This text of 626 F.2d 1132 (23 Fair empl.prac.cas. 344, 23 Empl. Prac. Dec. P 31,119 Judith Gurmankin, on Behalf of Herself and All Other Persons Similarly Situated v. Matthew Costanzo, Superintendent of the School District of Philadelphia Murray Bookbinder, Executive Director of Personnel and Labor Relations Martin K. Ferrier, Director of Professional Personnel and Board of Education of the School District of Philadelphia) is published on Counsel Stack Legal Research, covering Court of Appeals for the Third Circuit primary law. Counsel Stack provides free access to over 12 million legal documents including statutes, case law, regulations, and constitutions.

Bluebook
23 Fair empl.prac.cas. 344, 23 Empl. Prac. Dec. P 31,119 Judith Gurmankin, on Behalf of Herself and All Other Persons Similarly Situated v. Matthew Costanzo, Superintendent of the School District of Philadelphia Murray Bookbinder, Executive Director of Personnel and Labor Relations Martin K. Ferrier, Director of Professional Personnel and Board of Education of the School District of Philadelphia, 626 F.2d 1132 (3d Cir. 1980).

Opinion

626 F.2d 1132

23 Fair Empl.Prac.Cas. 344,
23 Empl. Prac. Dec.
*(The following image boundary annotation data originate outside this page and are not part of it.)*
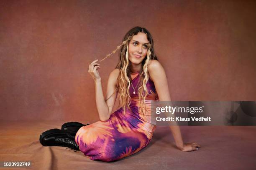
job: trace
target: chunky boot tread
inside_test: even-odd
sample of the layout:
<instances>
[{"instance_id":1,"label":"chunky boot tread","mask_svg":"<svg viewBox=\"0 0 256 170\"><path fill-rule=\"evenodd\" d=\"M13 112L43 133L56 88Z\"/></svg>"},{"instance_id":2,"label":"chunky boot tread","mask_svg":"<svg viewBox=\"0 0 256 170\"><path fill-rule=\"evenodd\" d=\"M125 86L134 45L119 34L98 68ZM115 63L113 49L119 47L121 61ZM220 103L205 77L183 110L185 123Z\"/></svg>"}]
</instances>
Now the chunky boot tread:
<instances>
[{"instance_id":1,"label":"chunky boot tread","mask_svg":"<svg viewBox=\"0 0 256 170\"><path fill-rule=\"evenodd\" d=\"M65 133L67 133L67 132L72 133L74 132L75 131L74 131L74 130L69 131L66 131L64 132L63 130L61 130L60 129L50 129L49 130L48 130L46 131L45 132L43 132L43 133L42 133L41 135L40 135L40 136L39 137L39 141L40 142L40 143L42 144L42 145L44 145L43 142L43 139L49 135L52 135L53 133L53 134L54 133L65 134Z\"/></svg>"}]
</instances>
P 31,119
Judith GURMANKIN, on behalf of herself and all other persons
similarly situated, Appellant,
v.
Matthew COSTANZO, Superintendent of the School District of
Philadelphia; Murray Bookbinder, Executive Director of
Personnel and Labor Relations; Martin K. Ferrier, Director
of Professional Personnel; and Board of Education of the
School District of Philadelphia.

No. 79-1927.

United States Court of Appeals,
Third Circuit.

Argued Jan. 15, 1980.
Decided July 15, 1980.

Jonathan M. Stein (argued), Community Legal Service, Inc., Philadelphia, Pa., for appellants.

Robert T. Lear (argued), Asst. Gen. Counsel, School Dist. of Philadelphia, Philadelphia, Pa., for appellees.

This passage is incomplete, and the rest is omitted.